This move is hiding a lot of work within your similarity clustering algorithm. "promise keeping" and "promise breaking" both describe a wide set of different actions taken in a wide set of situations. Within the Kantian imperative scheme, you are forced to make a single decision over all these different situations. So, what chose this set of actions, and why this set, not some other set.
Suppose a particularly nasty gang all have gang tattoos, the gang works based on promises to kill people. Meanwhile, nice people promise to do nice things. The maxim, "if you have a gang tattoo, break your promises, otherwise keep them" might have nicer consequences than everyone always breaking their promises, or always keeping them. But then introduce a gang that doesn't have tattoos, and a few reformed gang members promising to do nice things. Soon the ideal maxim becomes an enumeration of the ethical action in every conceivable situation. You get a giant lookup table of ethics, and while you can express ethics in the form of a giant lookup table, you can express anything in that form. Saying "the decisions this agent makes can be described in terms of a giant lookup table over all conceivable situations" is true for all agents, so doesn't distinguish a particular subset of agents.
I think that actual human Kantians are offloading a lot of work to the brains invisible black boxes, to properly say what a Kantian agent is, you need to figure out what the black box is doing. (This is a problem of coming up with a sensible technical definition that is similar to common usage)
Replies from: Sublation↑ comment by Sublation · 2020-04-12T12:54:59.498Z · LW(p) · GW(p)
I agree with you that choosing the appropriate set of actions is a non-trivial task, and I've said nothing here about how Kantians would choose an appropriate class of actions.
I am unclear on the point of your gang examples. You point out that the ideal maxim changes depending on features of the world. The Kantian claim, as I understand it, says that we should implement a particular decision-theoretic strategy, by focusing on maxims rather than acts. This a distinctively normative claim. The fact that, as we gain more information, the maxims might become increasingly specific seems true, but unproblematic. Likewise, I think it's true that we can describe any agent's decisions in terms of a lookup table over all conceivable situations. However, this just seems to indicate that we are looking at the wrong level of resolution. It's also true that I can describe all agents' behaviour (in principle) terms of fundamental physics. But this isn't to say that there are no useful higher-level descriptions of different agents.
When you say that actual human Kantians offload work to invisble black boxes, do you mean that Kantians, when choosing an appropriate set of actions to make into a maxim, are offloading that clustering of acts into a black box?
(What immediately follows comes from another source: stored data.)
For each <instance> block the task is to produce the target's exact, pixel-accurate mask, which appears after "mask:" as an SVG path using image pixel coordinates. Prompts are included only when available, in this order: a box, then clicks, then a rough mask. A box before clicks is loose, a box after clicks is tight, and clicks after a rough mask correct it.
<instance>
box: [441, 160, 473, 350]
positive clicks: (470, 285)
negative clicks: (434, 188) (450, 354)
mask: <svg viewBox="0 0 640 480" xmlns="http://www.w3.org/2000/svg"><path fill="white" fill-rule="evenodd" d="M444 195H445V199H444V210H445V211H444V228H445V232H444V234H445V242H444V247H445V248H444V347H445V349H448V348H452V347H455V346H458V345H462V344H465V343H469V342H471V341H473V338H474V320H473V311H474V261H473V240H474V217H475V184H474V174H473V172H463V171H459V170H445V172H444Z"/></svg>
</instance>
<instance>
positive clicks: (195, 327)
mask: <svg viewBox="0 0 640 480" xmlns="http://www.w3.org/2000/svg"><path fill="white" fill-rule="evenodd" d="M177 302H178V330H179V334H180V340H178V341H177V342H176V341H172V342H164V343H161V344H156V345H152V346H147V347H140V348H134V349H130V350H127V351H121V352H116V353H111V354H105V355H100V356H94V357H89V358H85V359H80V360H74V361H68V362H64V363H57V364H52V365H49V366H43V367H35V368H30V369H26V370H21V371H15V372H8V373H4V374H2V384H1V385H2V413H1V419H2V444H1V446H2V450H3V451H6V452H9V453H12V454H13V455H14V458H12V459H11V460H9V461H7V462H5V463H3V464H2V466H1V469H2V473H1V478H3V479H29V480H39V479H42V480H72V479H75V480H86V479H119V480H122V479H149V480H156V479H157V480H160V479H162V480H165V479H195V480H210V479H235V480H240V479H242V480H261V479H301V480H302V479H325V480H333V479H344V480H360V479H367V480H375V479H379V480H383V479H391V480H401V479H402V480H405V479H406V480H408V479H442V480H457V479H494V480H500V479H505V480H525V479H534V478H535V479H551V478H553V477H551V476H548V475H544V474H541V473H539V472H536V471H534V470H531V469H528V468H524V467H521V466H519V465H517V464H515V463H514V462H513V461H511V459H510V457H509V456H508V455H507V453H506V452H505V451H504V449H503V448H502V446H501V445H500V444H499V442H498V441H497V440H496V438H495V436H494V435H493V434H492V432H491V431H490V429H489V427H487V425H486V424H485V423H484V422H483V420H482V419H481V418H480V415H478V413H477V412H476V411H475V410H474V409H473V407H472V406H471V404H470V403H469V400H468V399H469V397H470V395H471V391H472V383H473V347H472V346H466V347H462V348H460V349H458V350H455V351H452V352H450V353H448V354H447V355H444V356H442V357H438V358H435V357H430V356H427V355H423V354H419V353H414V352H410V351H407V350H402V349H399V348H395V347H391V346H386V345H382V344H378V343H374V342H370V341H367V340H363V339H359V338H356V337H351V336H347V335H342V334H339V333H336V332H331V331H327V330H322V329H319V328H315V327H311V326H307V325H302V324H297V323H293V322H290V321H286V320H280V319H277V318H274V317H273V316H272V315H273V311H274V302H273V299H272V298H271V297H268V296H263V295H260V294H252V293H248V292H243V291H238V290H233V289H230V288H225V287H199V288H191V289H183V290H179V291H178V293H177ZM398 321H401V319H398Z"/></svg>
If so, then I think I agree, and would also like a more formal account of what's going on this case. However, I think a good first step towards such an formal account is looking at more qualitative instances of behaviour from Kantians, so we know what it is we're trying to capture more formally.
comment by Donald Hobson (donald-hobson) · 2020-04-12T12:29:54.771Z · LW(p) · GW(p)
'in worlds where acausal decision theorists are more consequentialist, we have an increased ability to enter into multiverse-wide acausal trades which are beneficial from the perspective of both parties. We should thus increase the number of consequentialists, so that more trades of this kind are made.'
This only holds to the extent that creating consequentialists has no other downsides, and that they are trading for things we want.
Suppose omega told me that there are gazillions of powerful agents in other universes, that are willing to fill their universe with paperclips in exchange for making one small staple in this universe. This would not encourage me to build a paperclip maximizer. A paperclip maximizer in this universe would be able to gain enormous amounts of paperclips from multiversal cooperation, but I don't particularly want paperclips, so while it benefits both parties, it doesn't benefit me.
If we are making a friendly AI, we might prefer it to be able to partake in multiverse wide trades.
Replies from: Sublation↑ comment by Sublation · 2020-04-12T13:11:21.731Z · LW(p) · GW(p)
This was my reconstruction of Caspar's argument, which may be wrong. But I took the argument to be that we should promote consequentialism in the world as we find it now, where Omega (fingers crossed!) isn't going to tell me claims of this sort, and people do not, in general, explicitly optimise for things we greatly disvalue. In this world, if people are more consequentialist, then there is a greater potential for positive-sum trades with other agents in the multiverse. As agents, in this world, have some overlap with our values, we should encourage consequentialism, as consequentialist agents we can causally interact with will get more of what they want, and so we get more of what we want.